Samples were collected according to therapeutic drug monitoring from 228 women treated with lamivudine and retrospectively analyzed by a population approach. The samples were
also collected from cord blood and amniotic fluid at birth. Lamivudine pharmacokinetics were ascribed to an open two-compartment model with linear absorption and elimination. Mean population parameter estimates (intersubject variability) for women were an absorption rate constant of 1.04 h(-1), an elimination clearance rate of 23.6 (0.266) liters . h(-1), a central volume of distribution of 109 (0.897) liters, an intercompartmental clearance rate of 6.7 liters/h, and a peripheral volume of distribution of 129 liters. A fetal compartment was linked to maternal circulation by mother-to-cord (or fetus) BMS-777607 and cord-to-mother rate constants of 0.463 h(-1) and 0.538 h(-1) respectively. The amniotic fluid compartment was connected to the fetal compartment
with an elimination rate constant of 0.163 h(-1) and a fixed-constant swallowing flow. The placental transfer expressed as buy Linsitinib fetal-to-maternal area under the concentration-time curve (AUC) ratio was 0.86, and the lamivudine amniotic fluid accumulation, expressed as the amniotic fluid-to-fetal AUC ratio, was 2.9. Pregnant women had a 22% higher apparent clearance than nonpregnant and parturient women; however, this increase did not lead to subexposure and FG-4592 solubility dmso should not require a dosage adjustment.”

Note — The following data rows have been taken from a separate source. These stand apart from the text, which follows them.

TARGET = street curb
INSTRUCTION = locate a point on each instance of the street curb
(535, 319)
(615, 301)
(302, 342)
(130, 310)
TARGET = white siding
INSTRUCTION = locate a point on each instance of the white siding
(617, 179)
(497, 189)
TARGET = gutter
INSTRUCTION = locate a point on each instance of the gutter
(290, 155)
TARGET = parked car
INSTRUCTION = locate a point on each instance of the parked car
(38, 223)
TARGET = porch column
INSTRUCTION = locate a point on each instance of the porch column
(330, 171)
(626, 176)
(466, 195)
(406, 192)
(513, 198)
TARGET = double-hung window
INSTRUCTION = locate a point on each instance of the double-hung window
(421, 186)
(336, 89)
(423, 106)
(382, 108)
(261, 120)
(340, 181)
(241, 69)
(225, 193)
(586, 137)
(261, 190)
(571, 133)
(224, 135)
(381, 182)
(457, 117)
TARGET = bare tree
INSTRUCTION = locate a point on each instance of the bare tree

“Fibrosis is a pathological feature observed in patients with Duchenne muscular dystrophy (DMD) and in mdx mice, the experimental model of DMD. We evaluated the effect of suramin, a transforming growth factor-beta 1 (TGF-beta 1) blocker, on fibrosis in mdx mice. mdx mice (6 months old) received suramin for 7 weeks. Suramin-and saline-treated (control) mdx mice performed exercise on a treadmill to worsen disease progression.

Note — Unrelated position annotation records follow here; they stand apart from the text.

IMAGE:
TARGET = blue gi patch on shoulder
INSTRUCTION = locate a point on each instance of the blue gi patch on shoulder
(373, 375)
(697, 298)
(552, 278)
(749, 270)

Immunoblotting showed an increase of TGF-beta 1 in mdx diaphragm, limb, and cardiac muscles. Suramin decreased creatine kinase in mdx mice and attenuated fibrosis in all muscles studied, except for cardiac muscle. Suramin protected limb muscles against damage and reduced the exercise-induced loss of strength over time. These findings support a role for TGF-beta 1 in fibrinogenesis and myonecrosis during the later stages of disease in mdx mice. Suramin might be a useful therapeutic alternative for the treatment of dystrophinopathies. Muscle Nerve 43: 82-87, 2011″
“In the title Mannich base, C(20)H(21)N(3)O(3), an isatin derivative of thymol, the O-CH(2)-C(=O)-N(H)-N fragment connecting the aromatic and fused-ring systems is approximately planar, with the N-N single bond in a Z configuration. The amino H atom of this N-N fragment is intramolecularly hydrogen bonded to the carbonyl O atom of the indolinone fused ring as well as to the phenoxy O atom of the aromatic ring.